Douglas A. McIntyre is the co-founder, chief executive officer and editor in chief of 24/7 Wall St. and 24/7 Tempo. He has held these jobs since 2006.

McIntyre has written thousands of articles for 24/7 Wall St. He is an expert on corporate finance, the automotive industry, media companies and international finance. He has edited articles on national demographics, sports, personal income and travel.

His work has been quoted or mentioned in The New York Times, The Wall Street Journal, Los Angeles Times, The Washington Post, NBC News, Time, The New Yorker, HuffPost USA Today, Business Insider, Yahoo, AOL, MarketWatch, The Atlantic, Bloomberg, New York Post, Chicago Tribune, Forbes, The Guardian and many other major publications. McIntyre has been a guest on CNBC, the BBC and television and radio stations across the country.

A magna cum laude graduate of Harvard College, McIntyre also was president of The Harvard Advocate. Founded in 1866, the Advocate is the oldest college publication in the United States.

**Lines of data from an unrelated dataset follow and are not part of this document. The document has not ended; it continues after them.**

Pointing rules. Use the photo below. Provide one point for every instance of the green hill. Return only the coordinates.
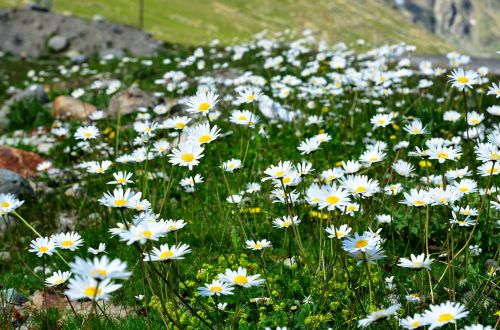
(199, 21)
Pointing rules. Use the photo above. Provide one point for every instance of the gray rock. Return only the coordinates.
(25, 31)
(130, 100)
(36, 92)
(13, 183)
(57, 43)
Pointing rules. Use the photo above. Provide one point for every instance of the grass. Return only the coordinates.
(325, 286)
(200, 21)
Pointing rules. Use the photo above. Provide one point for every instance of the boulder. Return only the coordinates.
(36, 92)
(13, 183)
(70, 108)
(22, 162)
(130, 100)
(57, 43)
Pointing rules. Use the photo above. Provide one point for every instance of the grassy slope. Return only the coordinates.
(199, 21)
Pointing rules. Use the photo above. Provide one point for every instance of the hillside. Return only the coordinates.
(468, 25)
(200, 21)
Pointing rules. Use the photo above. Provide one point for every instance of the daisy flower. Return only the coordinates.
(100, 268)
(57, 278)
(286, 221)
(178, 122)
(202, 102)
(165, 253)
(416, 262)
(240, 278)
(86, 133)
(249, 95)
(8, 203)
(461, 79)
(186, 154)
(68, 241)
(89, 288)
(120, 198)
(42, 246)
(340, 232)
(99, 168)
(258, 245)
(121, 178)
(100, 249)
(215, 288)
(439, 315)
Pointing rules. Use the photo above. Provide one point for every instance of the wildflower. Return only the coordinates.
(42, 246)
(121, 199)
(68, 241)
(439, 315)
(258, 245)
(165, 253)
(286, 221)
(121, 178)
(202, 102)
(9, 203)
(240, 278)
(340, 232)
(186, 154)
(57, 278)
(86, 133)
(416, 262)
(89, 288)
(100, 268)
(461, 79)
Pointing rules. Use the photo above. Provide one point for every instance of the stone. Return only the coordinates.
(70, 108)
(130, 100)
(36, 92)
(22, 162)
(57, 43)
(13, 183)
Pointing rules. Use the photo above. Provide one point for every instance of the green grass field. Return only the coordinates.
(197, 22)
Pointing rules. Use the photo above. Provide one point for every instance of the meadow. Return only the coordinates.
(280, 183)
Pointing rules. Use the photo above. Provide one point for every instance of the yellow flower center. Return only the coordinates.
(92, 291)
(332, 199)
(360, 189)
(215, 289)
(205, 139)
(204, 106)
(240, 280)
(188, 158)
(120, 202)
(361, 243)
(443, 155)
(446, 317)
(166, 255)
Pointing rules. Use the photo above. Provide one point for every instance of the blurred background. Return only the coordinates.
(435, 26)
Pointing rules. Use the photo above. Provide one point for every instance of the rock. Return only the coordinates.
(68, 107)
(36, 92)
(129, 100)
(111, 53)
(34, 33)
(57, 43)
(12, 296)
(19, 161)
(13, 183)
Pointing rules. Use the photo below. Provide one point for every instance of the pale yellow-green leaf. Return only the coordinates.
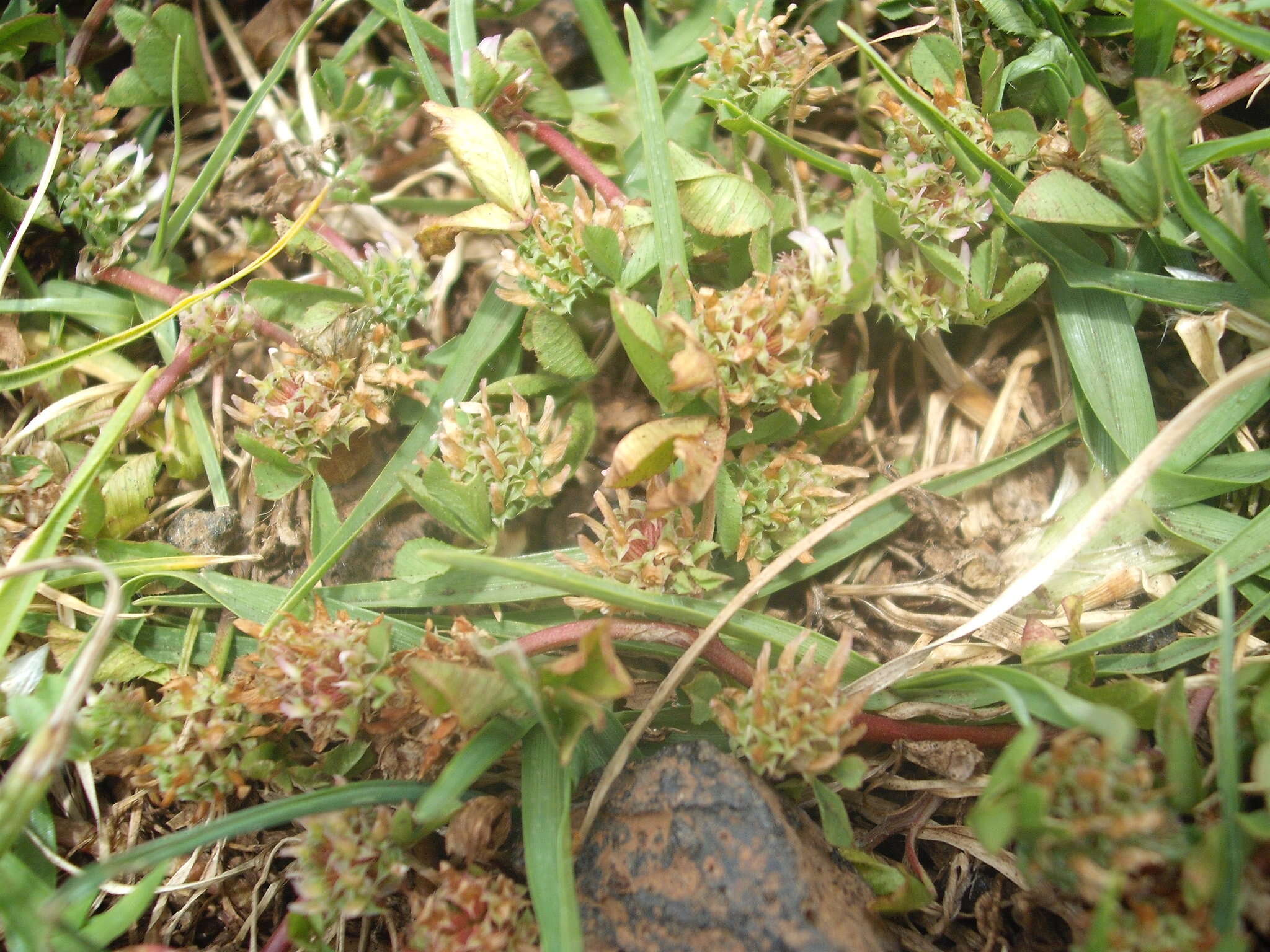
(127, 494)
(436, 236)
(1062, 198)
(649, 448)
(724, 205)
(495, 169)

TheStreet.com, Comps.com and Edgar Online are some of the public companies for which McIntyre served on the board of directors. He was a Vicinity Corporation board member when the company was sold to Microsoft in 2002. He served on the audit committees of some of these companies.

McIntyre has been the CEO of FutureSource, a provider of trading terminals and news to commodities and futures traders. He was president of Switchboard, the online phone directory company. He served as chairman and CEO of On2 Technologies, the video compression company that provided video compression software for Adobe’s Flash. Google bought On2 in 2009.